Passage IX) For SHM to take place force acting on the body should be proportional to -x or F = -kx. If A be the amplitude then energy of oscillation is `1/2`k`A^(2)`
Force acting on a block is `F=(-4x +8)`. Here F is in Newton and x the position of block on x-axis in meter

To solve the problem, we will analyze the force acting on the block and determine if it exhibits simple harmonic motion (SHM). ### Step-by-Step Solution: 1. **Identify the Force Equation**: The force acting on the block is given by: \[ F = -4x + 8 \] 2. **Rearranging the Force Equation**: We can rearrange the force equation to express it in a standard form: \[ F = -4x + 8 \implies F = -4(x - 2) \] This shows that the force is proportional to the displacement from the position \(x = 2\). 3. **Determine the Nature of the Motion**: For SHM, the force must be proportional to the negative of the displacement from an equilibrium position.
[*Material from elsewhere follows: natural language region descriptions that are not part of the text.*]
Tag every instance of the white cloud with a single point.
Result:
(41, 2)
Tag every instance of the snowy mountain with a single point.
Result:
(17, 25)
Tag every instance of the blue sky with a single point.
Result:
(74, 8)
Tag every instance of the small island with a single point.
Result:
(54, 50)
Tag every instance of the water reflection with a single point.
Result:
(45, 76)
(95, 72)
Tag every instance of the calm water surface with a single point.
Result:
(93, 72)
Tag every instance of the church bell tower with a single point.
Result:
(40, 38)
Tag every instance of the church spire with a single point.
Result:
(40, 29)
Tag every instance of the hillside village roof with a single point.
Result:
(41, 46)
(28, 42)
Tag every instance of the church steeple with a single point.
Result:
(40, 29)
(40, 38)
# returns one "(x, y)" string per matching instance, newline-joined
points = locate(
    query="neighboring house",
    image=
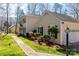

Here, the equilibrium position is at \(x = 2\). The force can be rewritten as: \[ F = -4(x - 2) \] This indicates that the force is indeed proportional to \(-x\) (specifically, \(-4(x - 2)\)), confirming that the motion is SHM about the point \(x = 2\). 4. **Calculate the Time Period**: The time period \(T\) of SHM is given by: \[ T = 2\pi \sqrt{\frac{m}{k}} \] Here, \(k = 4\) (the coefficient of \(x\) in the force equation). We need to know the mass \(m\) of the block to find the time period. Since the mass is not provided, we will express the time period in terms of \(m\): \[ T = 2\pi \sqrt{\frac{m}{4}} = \pi \sqrt{\frac{m}{1}} \] 5. **Conclusion**: The block performs SHM about the position \(x = 2\) with a time period dependent on its mass. ### Final Answers: - The motion is SHM. - The equilibrium position is at \(x = 2\). - The time period is \(T = \pi \sqrt{m}\).